‘I’m a believer in giving back’

Joshua Zuckerman

With three older brothers in the neighborhood wrestling program, it was a natural move for Billy Pierce to join them on the mat at the age of five.
“He didn’t have a clue” in the beginning, said his father, Harley. In his first match he was pinned within seconds. “He got up with a big grin on his face,” Harley said. “You’d thought he had won.”
In his first year as a wrestler, Billy was excited just to be around his older brothers. After a while, though, the competitive spirit took hold.
Billy, now 23, has been wrestling for 18 years and is shooting for a spot on the 2004 Olympic team. He attributes much of his success to community wrestling programs and is now returning the favor. He volunteers three days a week as an assistant coach for the Minneapolis Wrestling Club, which meets at Roosevelt High in south Minneapolis.
Billy’s parents, Kathy and Harley, invested many hours driving Billy to practices and tournaments during his years as a young wrestler. They took advantage of the competitive spirit of wrestling to teach Billy the importance of values over winning.
Kathy remembers other young wrestlers throwing temper tantrums after loosing a tournament match. For Billy’s parents, winning and losing with grace was part of his training.
“I said to him one time, ‘if you ever act like that, we’re never coming to another match,'” Kathy said. “I’ve always said to him, win, lose or draw, the same kid comes home, and I love him just the same.”
As Billy’s wrestling wins mounted, so did his self-confidence and dedication to the sport. He won nine national titles before college and was voted an All-American three times while wrestling for the Golden Gophers.
But winning has not gone to Billy’s head. Coming from a working-class neighborhood in south Minneapolis, he has grown up surrounded by the realities of inner-city life. Seeing guns pulled at parties and the parents of neighborhood kids prostituting themselves for drugs kept him humble and gave him the desire to make a difference in his community.

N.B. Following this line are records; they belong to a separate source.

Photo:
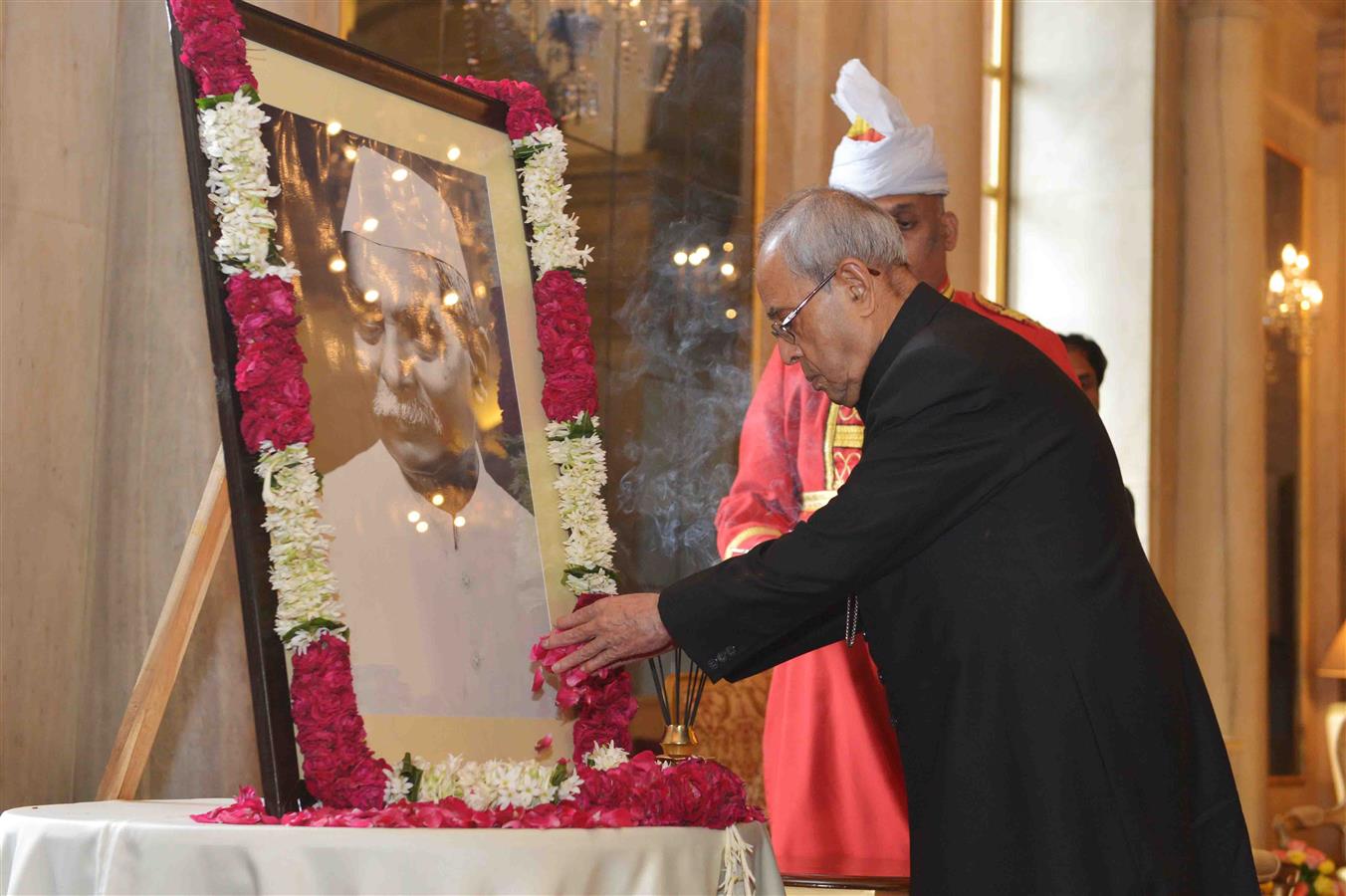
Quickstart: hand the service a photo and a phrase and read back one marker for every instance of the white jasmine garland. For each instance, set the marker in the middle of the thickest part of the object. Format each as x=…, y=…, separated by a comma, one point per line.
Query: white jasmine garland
x=240, y=186
x=494, y=784
x=396, y=787
x=546, y=192
x=581, y=471
x=301, y=572
x=606, y=757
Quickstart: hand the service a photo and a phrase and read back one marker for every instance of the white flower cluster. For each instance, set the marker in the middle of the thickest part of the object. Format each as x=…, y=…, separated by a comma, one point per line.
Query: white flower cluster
x=606, y=757
x=490, y=784
x=581, y=467
x=546, y=192
x=238, y=183
x=301, y=572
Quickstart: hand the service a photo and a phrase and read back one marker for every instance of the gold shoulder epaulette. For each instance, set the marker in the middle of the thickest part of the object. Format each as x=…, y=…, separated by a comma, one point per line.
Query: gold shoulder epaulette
x=1009, y=313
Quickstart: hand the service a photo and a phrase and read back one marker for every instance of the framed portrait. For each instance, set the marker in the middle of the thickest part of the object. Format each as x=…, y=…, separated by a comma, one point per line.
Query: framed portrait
x=401, y=209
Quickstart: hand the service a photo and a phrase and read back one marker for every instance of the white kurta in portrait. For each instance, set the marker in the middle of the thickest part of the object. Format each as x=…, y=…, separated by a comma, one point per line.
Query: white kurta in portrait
x=438, y=628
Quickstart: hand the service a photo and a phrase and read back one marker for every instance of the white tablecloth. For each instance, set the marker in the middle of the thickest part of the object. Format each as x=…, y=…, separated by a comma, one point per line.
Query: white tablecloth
x=152, y=846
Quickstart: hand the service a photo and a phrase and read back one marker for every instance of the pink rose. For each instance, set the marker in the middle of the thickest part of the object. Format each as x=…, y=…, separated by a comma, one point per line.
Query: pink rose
x=569, y=391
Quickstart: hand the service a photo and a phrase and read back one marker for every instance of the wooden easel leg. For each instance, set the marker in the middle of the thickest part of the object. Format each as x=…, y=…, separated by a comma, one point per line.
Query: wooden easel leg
x=168, y=644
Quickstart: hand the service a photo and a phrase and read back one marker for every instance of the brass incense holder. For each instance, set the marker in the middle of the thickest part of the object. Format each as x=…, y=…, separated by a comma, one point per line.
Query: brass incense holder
x=680, y=743
x=680, y=696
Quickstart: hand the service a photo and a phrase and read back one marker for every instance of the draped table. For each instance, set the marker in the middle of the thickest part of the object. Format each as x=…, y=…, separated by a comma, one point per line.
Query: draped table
x=152, y=846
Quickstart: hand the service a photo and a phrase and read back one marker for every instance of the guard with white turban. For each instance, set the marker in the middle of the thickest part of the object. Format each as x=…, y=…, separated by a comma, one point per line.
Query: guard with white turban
x=830, y=763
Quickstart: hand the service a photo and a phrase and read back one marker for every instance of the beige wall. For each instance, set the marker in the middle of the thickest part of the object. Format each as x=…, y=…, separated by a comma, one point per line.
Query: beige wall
x=926, y=52
x=107, y=409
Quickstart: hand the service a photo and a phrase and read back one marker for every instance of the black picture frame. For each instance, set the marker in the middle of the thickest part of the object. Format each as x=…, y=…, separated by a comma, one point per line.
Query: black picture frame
x=276, y=750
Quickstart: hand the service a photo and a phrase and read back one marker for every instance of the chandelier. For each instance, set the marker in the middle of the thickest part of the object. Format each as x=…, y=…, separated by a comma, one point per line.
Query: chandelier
x=1292, y=302
x=647, y=38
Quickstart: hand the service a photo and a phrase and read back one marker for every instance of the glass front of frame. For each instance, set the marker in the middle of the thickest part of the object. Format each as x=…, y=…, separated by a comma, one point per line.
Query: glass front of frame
x=421, y=356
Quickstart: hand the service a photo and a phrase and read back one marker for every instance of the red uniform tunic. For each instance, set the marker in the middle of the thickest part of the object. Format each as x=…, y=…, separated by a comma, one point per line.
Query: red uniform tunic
x=830, y=766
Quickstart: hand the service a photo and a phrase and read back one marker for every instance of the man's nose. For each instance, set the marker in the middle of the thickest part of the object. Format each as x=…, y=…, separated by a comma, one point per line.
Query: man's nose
x=396, y=362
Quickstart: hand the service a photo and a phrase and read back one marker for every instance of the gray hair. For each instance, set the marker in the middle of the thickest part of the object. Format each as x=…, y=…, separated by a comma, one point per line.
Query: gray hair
x=814, y=229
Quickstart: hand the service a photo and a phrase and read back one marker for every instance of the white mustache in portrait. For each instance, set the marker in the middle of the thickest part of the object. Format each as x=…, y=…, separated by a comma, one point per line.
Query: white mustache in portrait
x=409, y=413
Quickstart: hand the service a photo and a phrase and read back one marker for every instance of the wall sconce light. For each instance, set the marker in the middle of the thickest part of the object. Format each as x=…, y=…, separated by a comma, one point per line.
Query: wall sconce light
x=1292, y=302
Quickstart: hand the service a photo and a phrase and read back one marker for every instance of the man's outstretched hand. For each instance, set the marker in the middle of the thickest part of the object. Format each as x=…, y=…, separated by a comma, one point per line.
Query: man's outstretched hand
x=614, y=630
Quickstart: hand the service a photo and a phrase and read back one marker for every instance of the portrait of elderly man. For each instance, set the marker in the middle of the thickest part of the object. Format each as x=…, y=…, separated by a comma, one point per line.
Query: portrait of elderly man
x=438, y=563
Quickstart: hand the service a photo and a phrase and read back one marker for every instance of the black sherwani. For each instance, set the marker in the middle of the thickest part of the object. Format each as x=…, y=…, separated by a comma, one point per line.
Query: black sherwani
x=1055, y=732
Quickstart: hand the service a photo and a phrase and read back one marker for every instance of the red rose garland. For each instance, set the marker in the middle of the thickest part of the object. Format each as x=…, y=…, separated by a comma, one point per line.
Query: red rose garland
x=270, y=373
x=338, y=767
x=213, y=45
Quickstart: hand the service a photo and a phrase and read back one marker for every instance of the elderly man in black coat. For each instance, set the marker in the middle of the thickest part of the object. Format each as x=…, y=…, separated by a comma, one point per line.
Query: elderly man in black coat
x=1055, y=732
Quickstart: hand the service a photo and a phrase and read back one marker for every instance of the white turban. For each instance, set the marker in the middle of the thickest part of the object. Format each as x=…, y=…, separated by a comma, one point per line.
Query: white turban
x=903, y=161
x=405, y=211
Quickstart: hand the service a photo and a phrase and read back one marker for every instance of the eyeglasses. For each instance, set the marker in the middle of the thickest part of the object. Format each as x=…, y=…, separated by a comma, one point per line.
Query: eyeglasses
x=781, y=329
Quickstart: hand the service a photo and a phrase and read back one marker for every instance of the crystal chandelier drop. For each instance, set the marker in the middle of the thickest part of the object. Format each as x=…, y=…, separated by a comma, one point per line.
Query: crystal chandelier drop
x=649, y=35
x=1292, y=302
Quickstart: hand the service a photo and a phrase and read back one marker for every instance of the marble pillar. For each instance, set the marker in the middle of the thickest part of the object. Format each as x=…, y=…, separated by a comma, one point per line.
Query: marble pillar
x=1220, y=569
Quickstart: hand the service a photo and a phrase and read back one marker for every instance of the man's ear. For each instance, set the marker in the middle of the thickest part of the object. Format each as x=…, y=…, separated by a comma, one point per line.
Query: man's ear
x=949, y=230
x=855, y=279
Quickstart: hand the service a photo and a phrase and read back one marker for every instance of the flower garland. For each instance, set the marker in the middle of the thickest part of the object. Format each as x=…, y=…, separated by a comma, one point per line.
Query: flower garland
x=604, y=787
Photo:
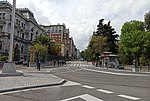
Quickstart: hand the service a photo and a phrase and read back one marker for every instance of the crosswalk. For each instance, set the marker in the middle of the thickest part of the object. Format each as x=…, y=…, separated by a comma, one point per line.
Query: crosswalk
x=78, y=65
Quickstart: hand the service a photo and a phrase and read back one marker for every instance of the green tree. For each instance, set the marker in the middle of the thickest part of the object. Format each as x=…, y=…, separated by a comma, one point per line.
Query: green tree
x=147, y=20
x=132, y=40
x=98, y=44
x=107, y=31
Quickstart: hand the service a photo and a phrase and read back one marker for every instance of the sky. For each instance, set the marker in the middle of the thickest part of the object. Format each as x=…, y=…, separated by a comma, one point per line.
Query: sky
x=82, y=16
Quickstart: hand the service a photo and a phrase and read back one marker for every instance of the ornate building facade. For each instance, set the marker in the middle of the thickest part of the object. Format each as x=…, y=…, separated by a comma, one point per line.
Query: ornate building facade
x=26, y=28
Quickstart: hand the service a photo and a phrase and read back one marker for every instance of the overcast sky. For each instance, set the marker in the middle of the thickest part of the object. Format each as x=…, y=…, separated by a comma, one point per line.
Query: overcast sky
x=82, y=16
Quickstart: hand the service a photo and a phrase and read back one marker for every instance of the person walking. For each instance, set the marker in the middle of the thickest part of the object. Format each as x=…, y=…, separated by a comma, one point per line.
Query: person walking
x=54, y=62
x=58, y=62
x=38, y=65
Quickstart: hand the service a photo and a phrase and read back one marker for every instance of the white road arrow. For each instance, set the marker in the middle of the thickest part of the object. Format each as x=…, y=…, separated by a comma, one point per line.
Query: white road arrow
x=86, y=97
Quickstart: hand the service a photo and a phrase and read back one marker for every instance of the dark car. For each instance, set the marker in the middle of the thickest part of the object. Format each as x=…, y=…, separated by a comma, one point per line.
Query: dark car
x=19, y=62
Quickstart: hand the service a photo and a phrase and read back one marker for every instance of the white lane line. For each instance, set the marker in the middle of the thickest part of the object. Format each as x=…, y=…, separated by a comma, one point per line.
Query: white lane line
x=70, y=83
x=105, y=91
x=85, y=97
x=89, y=87
x=98, y=71
x=129, y=97
x=10, y=92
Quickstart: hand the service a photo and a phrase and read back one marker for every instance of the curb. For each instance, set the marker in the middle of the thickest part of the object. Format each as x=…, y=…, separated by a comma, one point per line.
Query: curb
x=35, y=86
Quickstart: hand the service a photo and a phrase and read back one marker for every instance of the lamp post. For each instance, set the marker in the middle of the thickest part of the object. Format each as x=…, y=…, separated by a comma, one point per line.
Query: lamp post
x=12, y=31
x=9, y=68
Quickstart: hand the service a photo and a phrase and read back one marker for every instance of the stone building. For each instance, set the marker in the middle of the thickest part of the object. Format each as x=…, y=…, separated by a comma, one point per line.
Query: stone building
x=26, y=28
x=61, y=35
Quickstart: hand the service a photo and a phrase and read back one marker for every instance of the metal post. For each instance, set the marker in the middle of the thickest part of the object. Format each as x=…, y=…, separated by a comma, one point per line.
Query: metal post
x=12, y=31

Coaching wrestling is a way Billy believes he can help inner-city kids find support and direction. “I’m a big believer in giving back from what you’ve taken,” he said.
The support of his parents and the structure of the community wrestling program is what Billy feels kept him off the streets.
With an air of determination and anger, Billy talks about the abandoned kids in his community and how society treats them. Most people don’t understand inner-city kids, Billy says. “You don’t know half of it. They didn’t ask to come into this world and be treated like shit,” he said. “The difference is, I have good parents, and a lot of these kids don’t have good parents.”
Kids growing up in abusive homes without guidance is an inner-city reality that Billy thinks of often.
“I want to stop these kids before they end up on the streets,” he says. “Maybe I could be their father figure in a way or their support and let them know that ‘hey, you can do as well as I did.'”
Billy now coaches at the club where he started freestyle wrestling when he was 10.
Other coaches at the club, as well as wrestlers and their parents, are happy to have Billy around. “He’s a real hero for the kids,” says fellow assistant coach Larry Allen. “An inner-city kid who got an education.”
Fifteen-year-old wrestler Justin Waggoner, who goes to University wrestling matches, enjoys learning college-level moves from Billy. “He doesn’t seem like he’d be all that great of a wrestler. He seems gentle, but he’s good as hell,” Justin says.
Next fall Billy will start work on his teaching degree at Augsburg College. While training for the Olympics, he will also have to divide his time between school and assistant coaching.
After getting his teaching certificate, Billy hopes to coach wrestling at an inner-city Minneapolis high school where, he says, he hopes to give back the support and guidance he’s received from the wrestling community.